I know there are different schools of thought (on just about everything) but I'm just curious why this approach made more sense to you, as opposed to the contrary......adding mileage to get to an 8-minute pace ?
Hawkbilly, There are several reasons for why I've adopted this approach. It isn't really based on a school of thought, it's just that a few months ago it occurred to me that I didn't have to follow the standard recreational runner's model of always running the same steady pace and slowly increasing distance over time. That's what I had done in the past, and it had served me well, but an urge to try something different surged so I looked into some elite running training protocols and came up with the hills/fartlek/steady weekly routine. As for the pace-over-distance choice, I made it because:
1.) I seem to have better form the faster I run.

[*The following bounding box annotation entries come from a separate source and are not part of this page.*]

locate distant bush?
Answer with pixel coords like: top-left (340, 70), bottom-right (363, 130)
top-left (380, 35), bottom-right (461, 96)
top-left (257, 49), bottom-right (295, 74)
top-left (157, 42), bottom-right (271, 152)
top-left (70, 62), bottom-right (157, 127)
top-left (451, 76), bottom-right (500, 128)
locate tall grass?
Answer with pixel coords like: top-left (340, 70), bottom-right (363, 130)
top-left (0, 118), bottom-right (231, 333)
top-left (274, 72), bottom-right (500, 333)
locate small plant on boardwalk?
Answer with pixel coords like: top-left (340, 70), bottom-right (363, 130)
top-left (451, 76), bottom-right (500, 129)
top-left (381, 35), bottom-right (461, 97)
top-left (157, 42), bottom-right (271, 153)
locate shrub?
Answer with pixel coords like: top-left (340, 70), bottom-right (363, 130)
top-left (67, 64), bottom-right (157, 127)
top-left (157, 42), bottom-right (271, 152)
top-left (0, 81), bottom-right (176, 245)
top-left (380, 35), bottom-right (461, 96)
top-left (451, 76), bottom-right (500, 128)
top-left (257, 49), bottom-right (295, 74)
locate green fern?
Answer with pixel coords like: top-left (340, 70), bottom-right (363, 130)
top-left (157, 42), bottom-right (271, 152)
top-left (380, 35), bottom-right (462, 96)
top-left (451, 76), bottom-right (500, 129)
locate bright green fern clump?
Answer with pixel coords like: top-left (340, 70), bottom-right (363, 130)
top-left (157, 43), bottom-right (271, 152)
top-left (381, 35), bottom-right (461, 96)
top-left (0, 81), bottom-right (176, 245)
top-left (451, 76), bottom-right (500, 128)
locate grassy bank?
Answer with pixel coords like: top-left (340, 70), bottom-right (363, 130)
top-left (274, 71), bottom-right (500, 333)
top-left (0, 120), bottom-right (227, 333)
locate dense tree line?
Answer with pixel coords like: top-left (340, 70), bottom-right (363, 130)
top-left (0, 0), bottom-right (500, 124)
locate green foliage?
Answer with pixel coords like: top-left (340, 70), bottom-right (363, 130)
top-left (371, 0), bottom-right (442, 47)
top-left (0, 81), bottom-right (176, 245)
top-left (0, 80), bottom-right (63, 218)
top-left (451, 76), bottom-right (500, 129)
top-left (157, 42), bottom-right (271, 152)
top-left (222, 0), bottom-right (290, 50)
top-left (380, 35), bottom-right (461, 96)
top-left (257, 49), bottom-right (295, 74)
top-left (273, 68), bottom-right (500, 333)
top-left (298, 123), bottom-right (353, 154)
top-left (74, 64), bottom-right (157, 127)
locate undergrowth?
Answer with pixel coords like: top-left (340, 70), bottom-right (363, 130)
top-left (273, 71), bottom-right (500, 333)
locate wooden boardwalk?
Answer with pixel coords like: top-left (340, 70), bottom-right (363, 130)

2.) I don't enjoy running supra-10mm paces--I feel like I'm plodding.
3.) I want to avoid repetitive stress injuries, so need to have a lot of variety in my running, and also am hypothesizing that it's better (for me) to run with greater impact forces over fewer steps than repeating lesser impact forces over more steps.
4.) I enjoy having a lot of variety in my running.
5.) I'm capping my runs/workouts at an hour max, so if I run a 10mm pace, six miles is my max distance. If I can run an 8mm pace, then I'll bump up the distance to 7 and a half miles; 7mm pace, then I can do 8 and a half miles, etc. Right now I'm almost able to sustain a 9:30mm pace for an hour. Once I'm comfortable with that I'll work on taking off 10 seconds per mile, then another 10 seconds, and so on. Plus, if you run an hour or less, you never have to worry about carrying water.
6.) I think the Maff method is designed for people who want to improve their performance over longer distances. I just want a good workout, and faster paces seem to provide that. I can sustain a 10mm or 10:30 pace for a fairly long time, but I don't get the same feeling of tired satisfaction at the end of it like I do at slightly faster paces, or after my fartlek or hills runs.
7.) I have more of a sprinter's body than a long distance body (I played safety in football, outfield in baseball, and did best in the 220, 440, and 880 in track the one year I went out), and enjoy having decent upper body strength just as much as having good running legs. If I ever were to become interested in racing, I would probably do 5k or 10k races, not marathons.